Nodular size has been reported to affect the VRR post-RFA. Nodules greater than 30 ml show significantly lower VRR than the smaller ones (57% vs. 69%) at 6 months and 12 months (63% vs. 75% respectively) follow up (21,31,32). Rate of regrowth at an average follow up of 39 months is reported to be 24.1% (33). Regrowth is directly related to the effectiveness of the first ablation session and the initial size of the nodule.
Some parameters have been reported to assess the efficacy of RFA. Sim et al. (34) defined the initial ablation rate (IAR) which is the volume of ablated tissue divided by the total volume of the nodule. IAR rates greater than 70% are expected to have VRR greater than 50% upon follow up (15). Vascular ablation can be used, as described by Park et al. (29,31-34) to further increase the ablation area (Table 2).
IAR may be increased by reducing the margin of unablated tissue around the nodule. This can be achieved through hydro dissection techniques once the physician becomes comfortable with the procedure and obtains thorough understanding of the difficulties and complications. It will also protect critical structures that might be injured by RFA (35) (Figure 3).

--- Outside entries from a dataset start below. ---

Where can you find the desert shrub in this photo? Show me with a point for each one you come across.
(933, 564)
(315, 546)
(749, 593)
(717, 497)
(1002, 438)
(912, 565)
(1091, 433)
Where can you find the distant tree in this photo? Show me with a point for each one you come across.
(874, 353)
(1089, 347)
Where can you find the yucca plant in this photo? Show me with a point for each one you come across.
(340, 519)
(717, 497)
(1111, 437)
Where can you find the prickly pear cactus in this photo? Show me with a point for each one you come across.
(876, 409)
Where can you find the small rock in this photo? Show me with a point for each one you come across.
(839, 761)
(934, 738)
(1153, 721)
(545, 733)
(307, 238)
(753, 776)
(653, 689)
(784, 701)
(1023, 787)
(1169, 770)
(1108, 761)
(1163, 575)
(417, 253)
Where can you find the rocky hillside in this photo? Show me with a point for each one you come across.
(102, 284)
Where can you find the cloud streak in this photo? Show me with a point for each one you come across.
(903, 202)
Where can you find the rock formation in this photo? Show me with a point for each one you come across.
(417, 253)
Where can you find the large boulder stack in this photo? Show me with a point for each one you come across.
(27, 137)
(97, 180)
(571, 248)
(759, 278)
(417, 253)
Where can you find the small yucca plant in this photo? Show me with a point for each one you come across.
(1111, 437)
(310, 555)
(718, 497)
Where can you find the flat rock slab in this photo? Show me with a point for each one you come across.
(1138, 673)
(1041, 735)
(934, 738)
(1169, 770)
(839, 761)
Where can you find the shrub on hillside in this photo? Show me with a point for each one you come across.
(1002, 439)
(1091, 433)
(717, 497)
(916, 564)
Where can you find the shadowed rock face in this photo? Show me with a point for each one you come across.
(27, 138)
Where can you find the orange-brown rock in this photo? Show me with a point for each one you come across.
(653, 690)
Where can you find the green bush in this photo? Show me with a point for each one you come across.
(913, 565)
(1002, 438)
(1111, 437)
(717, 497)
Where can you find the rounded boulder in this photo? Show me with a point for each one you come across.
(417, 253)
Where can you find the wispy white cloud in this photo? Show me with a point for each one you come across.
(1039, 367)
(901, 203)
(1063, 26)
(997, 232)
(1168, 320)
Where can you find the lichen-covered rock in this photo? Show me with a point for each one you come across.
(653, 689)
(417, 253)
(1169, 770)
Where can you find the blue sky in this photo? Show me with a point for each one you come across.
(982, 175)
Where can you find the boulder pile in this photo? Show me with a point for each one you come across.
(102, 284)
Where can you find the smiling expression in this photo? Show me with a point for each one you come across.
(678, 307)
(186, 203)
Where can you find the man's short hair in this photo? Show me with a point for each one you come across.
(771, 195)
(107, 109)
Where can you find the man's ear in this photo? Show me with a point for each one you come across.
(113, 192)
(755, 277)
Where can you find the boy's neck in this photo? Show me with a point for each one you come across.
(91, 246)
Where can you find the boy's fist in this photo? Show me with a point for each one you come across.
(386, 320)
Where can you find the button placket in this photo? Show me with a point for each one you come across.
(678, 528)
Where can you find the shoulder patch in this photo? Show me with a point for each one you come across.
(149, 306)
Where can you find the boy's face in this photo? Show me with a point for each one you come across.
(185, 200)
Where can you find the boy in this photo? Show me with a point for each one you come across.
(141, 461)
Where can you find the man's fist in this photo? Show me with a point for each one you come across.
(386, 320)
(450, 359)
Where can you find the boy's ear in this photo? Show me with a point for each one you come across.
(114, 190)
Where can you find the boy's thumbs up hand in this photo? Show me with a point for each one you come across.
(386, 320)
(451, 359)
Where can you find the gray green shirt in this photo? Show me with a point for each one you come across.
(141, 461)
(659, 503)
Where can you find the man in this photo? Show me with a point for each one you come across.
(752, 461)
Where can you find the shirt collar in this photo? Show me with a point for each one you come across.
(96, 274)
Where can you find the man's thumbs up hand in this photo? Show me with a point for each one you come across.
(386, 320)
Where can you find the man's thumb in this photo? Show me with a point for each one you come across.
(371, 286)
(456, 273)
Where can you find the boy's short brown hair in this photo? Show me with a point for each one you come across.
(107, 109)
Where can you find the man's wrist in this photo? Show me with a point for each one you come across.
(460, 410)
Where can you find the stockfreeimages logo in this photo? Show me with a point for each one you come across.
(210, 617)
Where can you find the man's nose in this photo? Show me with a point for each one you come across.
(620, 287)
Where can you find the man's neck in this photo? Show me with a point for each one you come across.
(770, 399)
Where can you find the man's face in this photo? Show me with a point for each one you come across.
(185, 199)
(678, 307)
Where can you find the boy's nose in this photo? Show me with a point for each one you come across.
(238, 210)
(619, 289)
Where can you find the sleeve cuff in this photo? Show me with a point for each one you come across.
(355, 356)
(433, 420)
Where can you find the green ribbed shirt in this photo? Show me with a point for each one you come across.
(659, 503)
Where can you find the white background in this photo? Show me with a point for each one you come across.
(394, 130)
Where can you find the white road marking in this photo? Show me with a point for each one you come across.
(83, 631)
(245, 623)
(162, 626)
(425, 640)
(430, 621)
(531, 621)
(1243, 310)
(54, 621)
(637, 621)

The standard treatment of AFTN is surgery or radioiodine ablation (RAI). Both treatments entail drawbacks such as the inherent risks of surgery and hypothyroidism that can manifest after RAI. Since the first report of RFA for an AFTN (23) several prospective series have demonstrated its usefulness. Sung et al. reported significant VRR, increase in TSH, and complete normalization of thyroid function in 81% of the patients (5). Post-RFA thyroid function normalization is reported between 24–82% (36) and it correlates to nodule’s size. Cesareo et al. reported that nodules measuring below 10-13cc resulted in better normalization of thyroid function (37). Recently, a meta-analysis endorsed this inverse relationship between nodule size and normalization of thyroid, reporting the pooled rate as 57% (38).
The data referenced above supports the treatment of AFTN as neoplastic lesions, as opposed to with an intent of simply volume reduction. Therefore, all viable nodular tissue should be ablated as thoroughly as possible. Relatively, larger nodules are more challenging as some areas remain inaccessible during the first session of RFA. These technical challenges make RFA less effective when treating AFTN compared to RAI or surgery.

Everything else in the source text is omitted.